Young wants strictness

He also believes in strictness as to work and behaviour, in having a school uniform, divided the pupils into ‘houses’ (in West London’s case, Olympians, Spartans, Athenians and Corinthians) and in ‘setting’ where necessary.

These practices are regarded as reactionary and fuddy-duddy by many responsible for the administration of state-controlled schools. Young added waspishly that if people administering state schools actually sent their children to them, those schools would get very much better.

Given that number of parents wanting places for their children far exceeded availability selection was necessary. Young’s ultimate aim, however, is that good, rigorous education will become available to all.

He summed up, humorously, his aspiration for the social mix and academic aspiration of free schools as ‘Hogwarts meets Grange Hill’

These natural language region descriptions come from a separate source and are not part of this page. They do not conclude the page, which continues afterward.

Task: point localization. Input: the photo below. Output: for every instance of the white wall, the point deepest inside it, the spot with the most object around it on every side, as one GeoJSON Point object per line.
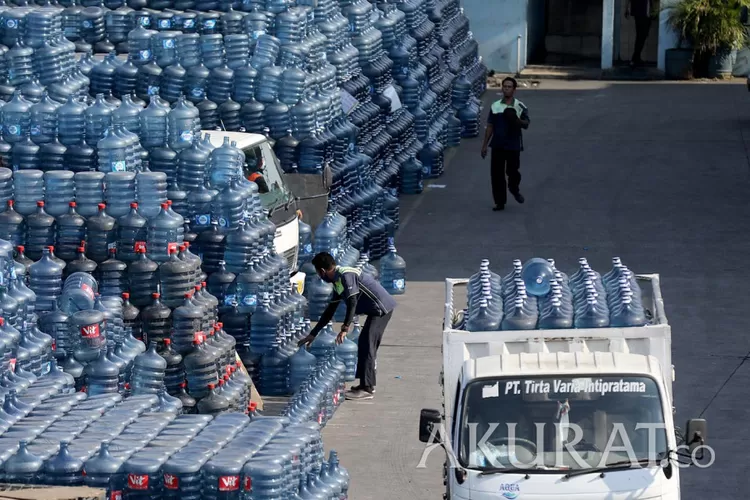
{"type": "Point", "coordinates": [496, 25]}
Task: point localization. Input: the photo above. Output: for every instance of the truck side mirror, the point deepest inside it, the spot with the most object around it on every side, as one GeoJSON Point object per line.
{"type": "Point", "coordinates": [428, 419]}
{"type": "Point", "coordinates": [696, 432]}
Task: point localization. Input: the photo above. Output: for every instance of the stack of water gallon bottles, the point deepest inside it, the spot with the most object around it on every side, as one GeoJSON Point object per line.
{"type": "Point", "coordinates": [586, 299]}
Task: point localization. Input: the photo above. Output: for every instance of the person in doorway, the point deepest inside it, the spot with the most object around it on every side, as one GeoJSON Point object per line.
{"type": "Point", "coordinates": [643, 11]}
{"type": "Point", "coordinates": [363, 295]}
{"type": "Point", "coordinates": [504, 123]}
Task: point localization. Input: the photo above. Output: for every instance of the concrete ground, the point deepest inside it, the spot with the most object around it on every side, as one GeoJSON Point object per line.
{"type": "Point", "coordinates": [656, 173]}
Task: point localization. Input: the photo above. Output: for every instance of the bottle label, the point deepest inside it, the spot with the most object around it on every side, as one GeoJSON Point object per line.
{"type": "Point", "coordinates": [171, 482]}
{"type": "Point", "coordinates": [89, 291]}
{"type": "Point", "coordinates": [90, 331]}
{"type": "Point", "coordinates": [229, 483]}
{"type": "Point", "coordinates": [138, 481]}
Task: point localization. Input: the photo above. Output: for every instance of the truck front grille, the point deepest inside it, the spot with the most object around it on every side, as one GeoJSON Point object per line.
{"type": "Point", "coordinates": [291, 258]}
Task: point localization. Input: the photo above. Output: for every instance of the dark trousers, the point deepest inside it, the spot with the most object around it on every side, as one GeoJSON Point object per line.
{"type": "Point", "coordinates": [368, 344]}
{"type": "Point", "coordinates": [505, 162]}
{"type": "Point", "coordinates": [642, 28]}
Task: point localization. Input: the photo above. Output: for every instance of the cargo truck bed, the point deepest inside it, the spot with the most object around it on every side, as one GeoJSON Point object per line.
{"type": "Point", "coordinates": [655, 339]}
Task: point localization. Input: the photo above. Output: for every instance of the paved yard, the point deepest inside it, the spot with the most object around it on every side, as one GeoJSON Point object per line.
{"type": "Point", "coordinates": [656, 173]}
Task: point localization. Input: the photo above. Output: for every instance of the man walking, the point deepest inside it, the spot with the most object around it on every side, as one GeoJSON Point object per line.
{"type": "Point", "coordinates": [643, 11]}
{"type": "Point", "coordinates": [504, 123]}
{"type": "Point", "coordinates": [363, 295]}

Free schools have to find suitable premises. In West London they combed the area on bicycles. Young arrived for the LPC lunch clutching his folded up bike.

Asked if there would be sport at West London, he said the school offered hockey and netball. They all knew how to play football.

Fear there won’t be enough places

If free schools prove successful, will creation of more of them be able to keep up with demand? West London Free School has taken in 120 pupils and there is a fear that Free Schools will not be able to supply the desired number of places for many years to come.

This is only one of many questions to which Toby Young and others like him will have to find answers.

At the moment he seems undaunted. Journalists, he concluded by saying, typically sit with the generals, watching the battle from positions of relative safety. He has decided to join the battle.

The research appears to show that the “Free schools” approach may not actually work.
See http://www.telegraph.co.uk/education/educationnews/7846599/Swedish-free-schools-fail-to-improve-results.html
It found ……
“A report said the schools – set up and run by parents, teachers, charities and voluntary groups – benefited children from highly-educated families more than those from the poorest backgrounds.

The study said any advantages gained by pupils attending free schools in Sweden failed to translate into “greater educational success” beyond the age of 16. ”
Lets stick to QPE (Quality Public Education) principles.